Tools of the Trade
Every profession has its tools. If you’re a carpenter, you must have a collection of saws, hammers, drills, screwdrivers, planes, etc. to do the job properly, and you must know how to use them.
A writer has their own set of tools, and these tools are just as important to us as the tools of a carpenter are to him.
Here are the basic tools for a writer’s toolbox. This is, by no means, an exhaustive list, but it is a list of what I consider to be the minimum in order to achieve professional level work.
A Personal Computer – In this age nearly everyone has one or more. The writer’s computer must have certain specialized programs which enable them to do their job. Microsoft Word is the most essential of these programs. There are other word processing programs that you can write in, but to submit your work, you will almost universally be asked to submit it in a .doc or .docx format.

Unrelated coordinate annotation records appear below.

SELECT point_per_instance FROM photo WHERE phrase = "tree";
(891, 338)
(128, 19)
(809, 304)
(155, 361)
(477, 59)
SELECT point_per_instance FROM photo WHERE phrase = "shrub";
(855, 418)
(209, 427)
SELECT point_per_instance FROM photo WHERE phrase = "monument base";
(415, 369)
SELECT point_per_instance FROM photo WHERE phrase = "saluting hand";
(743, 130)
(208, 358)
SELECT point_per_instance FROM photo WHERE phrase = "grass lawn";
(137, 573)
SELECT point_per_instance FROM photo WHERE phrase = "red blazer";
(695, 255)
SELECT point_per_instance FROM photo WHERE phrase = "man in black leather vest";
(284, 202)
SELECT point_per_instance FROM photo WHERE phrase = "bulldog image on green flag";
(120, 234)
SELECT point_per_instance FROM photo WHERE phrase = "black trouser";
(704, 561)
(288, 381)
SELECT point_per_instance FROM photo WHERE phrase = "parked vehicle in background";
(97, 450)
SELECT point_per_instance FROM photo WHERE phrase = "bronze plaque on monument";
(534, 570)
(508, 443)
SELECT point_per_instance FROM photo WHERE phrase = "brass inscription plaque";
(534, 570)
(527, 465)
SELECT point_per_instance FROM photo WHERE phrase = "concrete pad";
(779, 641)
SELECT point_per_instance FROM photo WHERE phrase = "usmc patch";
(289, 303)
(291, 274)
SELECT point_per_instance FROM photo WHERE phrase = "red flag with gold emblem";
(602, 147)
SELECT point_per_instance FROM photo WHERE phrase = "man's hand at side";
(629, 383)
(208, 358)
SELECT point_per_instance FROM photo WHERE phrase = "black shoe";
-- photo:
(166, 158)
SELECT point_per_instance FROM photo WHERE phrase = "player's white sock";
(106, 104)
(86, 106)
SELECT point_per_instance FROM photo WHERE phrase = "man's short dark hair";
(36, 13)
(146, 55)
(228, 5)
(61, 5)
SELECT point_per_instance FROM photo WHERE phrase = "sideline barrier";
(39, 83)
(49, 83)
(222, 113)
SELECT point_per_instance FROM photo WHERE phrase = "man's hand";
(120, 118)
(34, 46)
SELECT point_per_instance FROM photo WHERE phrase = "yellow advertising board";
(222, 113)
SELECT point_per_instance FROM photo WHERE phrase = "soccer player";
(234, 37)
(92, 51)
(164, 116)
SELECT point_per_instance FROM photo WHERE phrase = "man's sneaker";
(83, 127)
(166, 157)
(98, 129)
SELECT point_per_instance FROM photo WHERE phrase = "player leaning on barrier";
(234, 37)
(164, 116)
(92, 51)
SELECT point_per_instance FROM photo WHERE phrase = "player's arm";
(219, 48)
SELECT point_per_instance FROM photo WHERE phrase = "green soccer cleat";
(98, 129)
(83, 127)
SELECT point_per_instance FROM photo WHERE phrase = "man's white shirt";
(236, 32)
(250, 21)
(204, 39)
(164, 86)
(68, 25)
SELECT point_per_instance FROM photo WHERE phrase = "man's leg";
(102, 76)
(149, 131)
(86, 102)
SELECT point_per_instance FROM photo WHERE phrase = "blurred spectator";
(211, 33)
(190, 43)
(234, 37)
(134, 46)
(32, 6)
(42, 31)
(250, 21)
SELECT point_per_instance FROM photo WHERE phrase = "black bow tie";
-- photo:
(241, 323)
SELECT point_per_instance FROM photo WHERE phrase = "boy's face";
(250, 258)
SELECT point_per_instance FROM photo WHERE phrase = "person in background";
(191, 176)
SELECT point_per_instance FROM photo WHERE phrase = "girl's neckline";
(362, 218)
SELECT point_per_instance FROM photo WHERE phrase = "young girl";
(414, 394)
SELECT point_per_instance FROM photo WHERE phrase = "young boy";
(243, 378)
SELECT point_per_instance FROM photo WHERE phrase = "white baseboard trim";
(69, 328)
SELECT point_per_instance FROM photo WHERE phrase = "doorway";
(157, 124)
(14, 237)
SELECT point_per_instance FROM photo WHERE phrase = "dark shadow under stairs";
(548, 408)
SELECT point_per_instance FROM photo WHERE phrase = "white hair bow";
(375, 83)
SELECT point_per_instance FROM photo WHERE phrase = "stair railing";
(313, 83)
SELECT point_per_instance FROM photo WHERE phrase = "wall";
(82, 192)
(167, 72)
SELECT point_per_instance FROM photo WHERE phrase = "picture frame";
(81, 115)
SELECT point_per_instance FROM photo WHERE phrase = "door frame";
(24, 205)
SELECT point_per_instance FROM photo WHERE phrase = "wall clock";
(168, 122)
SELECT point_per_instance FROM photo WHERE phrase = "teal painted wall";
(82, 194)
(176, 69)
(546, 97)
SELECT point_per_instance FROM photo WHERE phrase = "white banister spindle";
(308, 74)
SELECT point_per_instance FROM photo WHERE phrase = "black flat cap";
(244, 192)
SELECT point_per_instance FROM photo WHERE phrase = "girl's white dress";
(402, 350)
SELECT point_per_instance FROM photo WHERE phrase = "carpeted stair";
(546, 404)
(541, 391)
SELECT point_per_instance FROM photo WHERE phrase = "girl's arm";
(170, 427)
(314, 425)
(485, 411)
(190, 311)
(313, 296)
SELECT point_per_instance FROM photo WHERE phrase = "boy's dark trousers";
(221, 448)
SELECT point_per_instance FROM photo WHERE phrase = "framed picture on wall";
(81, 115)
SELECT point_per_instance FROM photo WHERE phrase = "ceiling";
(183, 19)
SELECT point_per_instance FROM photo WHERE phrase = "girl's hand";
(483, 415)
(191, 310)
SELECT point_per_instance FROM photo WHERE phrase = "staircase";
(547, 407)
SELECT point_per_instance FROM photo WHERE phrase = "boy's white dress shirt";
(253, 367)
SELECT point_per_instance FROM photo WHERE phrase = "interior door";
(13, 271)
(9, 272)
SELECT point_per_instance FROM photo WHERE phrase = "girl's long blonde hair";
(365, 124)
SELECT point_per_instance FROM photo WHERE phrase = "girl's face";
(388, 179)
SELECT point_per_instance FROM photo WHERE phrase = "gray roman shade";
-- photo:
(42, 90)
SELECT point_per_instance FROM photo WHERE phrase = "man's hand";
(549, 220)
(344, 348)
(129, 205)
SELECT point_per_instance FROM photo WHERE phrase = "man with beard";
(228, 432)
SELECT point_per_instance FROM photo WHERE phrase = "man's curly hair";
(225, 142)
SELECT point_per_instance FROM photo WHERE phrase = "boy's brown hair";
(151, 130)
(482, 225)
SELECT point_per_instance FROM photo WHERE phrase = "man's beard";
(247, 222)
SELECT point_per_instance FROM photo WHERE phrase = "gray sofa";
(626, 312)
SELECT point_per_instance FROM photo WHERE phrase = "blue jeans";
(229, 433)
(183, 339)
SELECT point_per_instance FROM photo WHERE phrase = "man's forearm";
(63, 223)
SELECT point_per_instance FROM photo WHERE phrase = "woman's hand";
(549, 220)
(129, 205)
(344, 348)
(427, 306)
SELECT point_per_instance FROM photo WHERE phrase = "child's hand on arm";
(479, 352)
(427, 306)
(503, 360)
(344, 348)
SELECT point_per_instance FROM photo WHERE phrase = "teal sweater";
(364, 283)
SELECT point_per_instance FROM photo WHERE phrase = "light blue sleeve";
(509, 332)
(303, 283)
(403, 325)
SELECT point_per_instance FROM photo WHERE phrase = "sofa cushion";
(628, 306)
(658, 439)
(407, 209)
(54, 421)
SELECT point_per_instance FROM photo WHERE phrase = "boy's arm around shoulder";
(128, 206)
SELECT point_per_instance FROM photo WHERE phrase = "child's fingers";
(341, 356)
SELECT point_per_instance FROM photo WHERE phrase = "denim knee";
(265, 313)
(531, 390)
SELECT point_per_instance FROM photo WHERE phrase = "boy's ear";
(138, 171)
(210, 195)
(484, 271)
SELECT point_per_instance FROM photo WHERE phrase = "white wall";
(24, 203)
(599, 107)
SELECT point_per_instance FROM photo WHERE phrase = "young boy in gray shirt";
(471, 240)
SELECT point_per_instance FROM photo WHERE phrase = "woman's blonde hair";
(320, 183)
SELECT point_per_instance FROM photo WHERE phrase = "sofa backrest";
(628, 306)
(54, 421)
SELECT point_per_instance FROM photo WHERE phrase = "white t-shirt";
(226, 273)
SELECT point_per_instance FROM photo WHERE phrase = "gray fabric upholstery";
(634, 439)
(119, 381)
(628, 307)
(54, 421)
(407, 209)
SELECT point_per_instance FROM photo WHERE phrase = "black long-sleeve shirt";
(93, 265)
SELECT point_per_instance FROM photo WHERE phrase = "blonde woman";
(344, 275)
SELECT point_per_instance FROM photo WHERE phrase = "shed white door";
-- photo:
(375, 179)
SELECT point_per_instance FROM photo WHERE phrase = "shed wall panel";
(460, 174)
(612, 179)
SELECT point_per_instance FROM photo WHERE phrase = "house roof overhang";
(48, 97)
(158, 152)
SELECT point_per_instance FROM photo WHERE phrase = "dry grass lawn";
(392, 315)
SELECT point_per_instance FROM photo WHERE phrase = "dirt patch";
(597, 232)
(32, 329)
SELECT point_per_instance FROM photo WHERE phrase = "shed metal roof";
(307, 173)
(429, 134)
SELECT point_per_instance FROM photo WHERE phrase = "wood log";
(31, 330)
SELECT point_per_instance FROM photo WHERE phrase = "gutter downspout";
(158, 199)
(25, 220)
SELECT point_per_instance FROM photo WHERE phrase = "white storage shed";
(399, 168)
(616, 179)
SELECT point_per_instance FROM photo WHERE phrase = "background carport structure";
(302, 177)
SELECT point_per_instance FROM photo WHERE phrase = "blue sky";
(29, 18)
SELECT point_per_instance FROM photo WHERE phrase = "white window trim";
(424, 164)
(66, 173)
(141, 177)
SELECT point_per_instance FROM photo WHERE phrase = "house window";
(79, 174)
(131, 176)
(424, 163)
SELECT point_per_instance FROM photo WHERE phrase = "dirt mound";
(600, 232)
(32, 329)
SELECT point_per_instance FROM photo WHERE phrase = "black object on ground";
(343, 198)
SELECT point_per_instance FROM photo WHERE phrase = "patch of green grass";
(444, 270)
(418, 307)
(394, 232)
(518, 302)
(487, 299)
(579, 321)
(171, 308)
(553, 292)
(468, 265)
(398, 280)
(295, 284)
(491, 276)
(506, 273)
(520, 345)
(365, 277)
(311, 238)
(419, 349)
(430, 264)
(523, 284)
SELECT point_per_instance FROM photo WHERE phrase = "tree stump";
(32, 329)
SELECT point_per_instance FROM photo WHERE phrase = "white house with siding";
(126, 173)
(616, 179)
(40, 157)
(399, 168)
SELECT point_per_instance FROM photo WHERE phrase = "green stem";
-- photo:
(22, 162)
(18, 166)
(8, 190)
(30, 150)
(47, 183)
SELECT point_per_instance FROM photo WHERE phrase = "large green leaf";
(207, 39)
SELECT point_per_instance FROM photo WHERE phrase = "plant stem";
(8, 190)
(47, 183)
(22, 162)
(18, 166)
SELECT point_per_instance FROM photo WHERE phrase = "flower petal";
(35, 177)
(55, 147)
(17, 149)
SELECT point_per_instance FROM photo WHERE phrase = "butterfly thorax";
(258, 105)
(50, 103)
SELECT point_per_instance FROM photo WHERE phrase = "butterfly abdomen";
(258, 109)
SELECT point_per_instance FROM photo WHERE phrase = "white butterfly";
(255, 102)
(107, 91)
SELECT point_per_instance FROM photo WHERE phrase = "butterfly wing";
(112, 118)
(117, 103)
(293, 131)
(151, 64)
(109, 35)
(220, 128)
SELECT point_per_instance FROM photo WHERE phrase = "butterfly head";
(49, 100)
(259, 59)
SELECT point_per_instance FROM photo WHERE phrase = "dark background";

Your personal computer should also have a market search and submission tracking program. The days of thumbing through Writer’s Market or Novel and Short Story Writer’s Market are gone, as are the days of mailing your manuscript to an agent or publisher. Today it’s all done electronically. For market search and submission tracking, I recommend Duotrope. There is a user fee for this program, although it is quite affordable at $5/month or $50/year. If the budget is too tight for that, try Submission Grinder, a similar program which is free on-line.
There are many other programs available on-line which a writer might find helpful, but Microsoft Word and a good market finder/submission tracker are the essentials.
Professional Books – Certain books are as much a part of a professional toolkit as a Carpenter’s hammer. Here are some that I consider essential.
Chicago Manual of Style, The University of Chicago Press – This is the essential reference to style for most writing. Note: If you are writing articles, the AP Style Guide should be your reference, but I am focusing on fiction writers. CMOS contains everything a writer needs to know about grammar and punctuation, commas and italics. It is the single reference book which I use the most in both writing and editing.
Merriam-Webster’s Collegiate Dictionary, Merriam-Webster, Inc – This is my go-to work to check spelling and definitions. There are other excellent dictionaries available such as the Oxford Dictionary, but Webster’s is my choice.
Oxford American Writer’s Thesaurus, by David Auburn, Oxford University Press – A writer’s valuable guide to writing and selecting the right word to convey their meaning as well as to vary their word choices when they are repeating an idea in their work. Again, there are other, less expensive, and serviceable thesauri (bet you wouldn’t have gotten that plural right without a copy of Merriam-Webster or two years of high school Latin) available, but Oxford is my choice.
On Writing – A Memoir of he Craft, by Steven King, Pocket Books – In my opinion, this is the definitive work on the life of a writer. Well written and easy to follow, it both entertains and instructs. Every aspiring writer should read it.
Bird by Bird: Some Instructions on Writing and Life, by Anne Lamott, Pantheon Books – A humorous, sometimes painful, book on how to get off one’s duff and write, and to make a lifestyle of writing.
Writing Deep Point of View: Professional Techniques for Fiction Authors, Rayne Hall, Create Space Independent Publishing Platform – An essential guide to writing compelling fiction which will immerse your reader and keep them rapt within your story.
Creating Character Arcs: The Masterful Author’s Guide to Uniting Story Structure (Helping Writers Become Authors) (Volume 7), K. M. Weiland, PenForASword Publishing – A guide to making your characters come alive, and more importantly, making your reader care.
There are many other books in my professional toolkit, but these are the essentials. I would strongly urge any would be writer to read, especially the classics. There’s a reason that they are considered great literature. Pore over them. Suck them into your soul and make them a part of you.
Read everything you can get your hands on in your chosen genre, both good and bad. Think about what makes them one or the other. Read outside your genre, both fiction and non-fiction. See what others have done and where they have gone.
Just as a carpenter needs a frame-work before he can build a house, so does the writer. Books and reading are that framework.
All the best in your writing career. I hope to see you in print.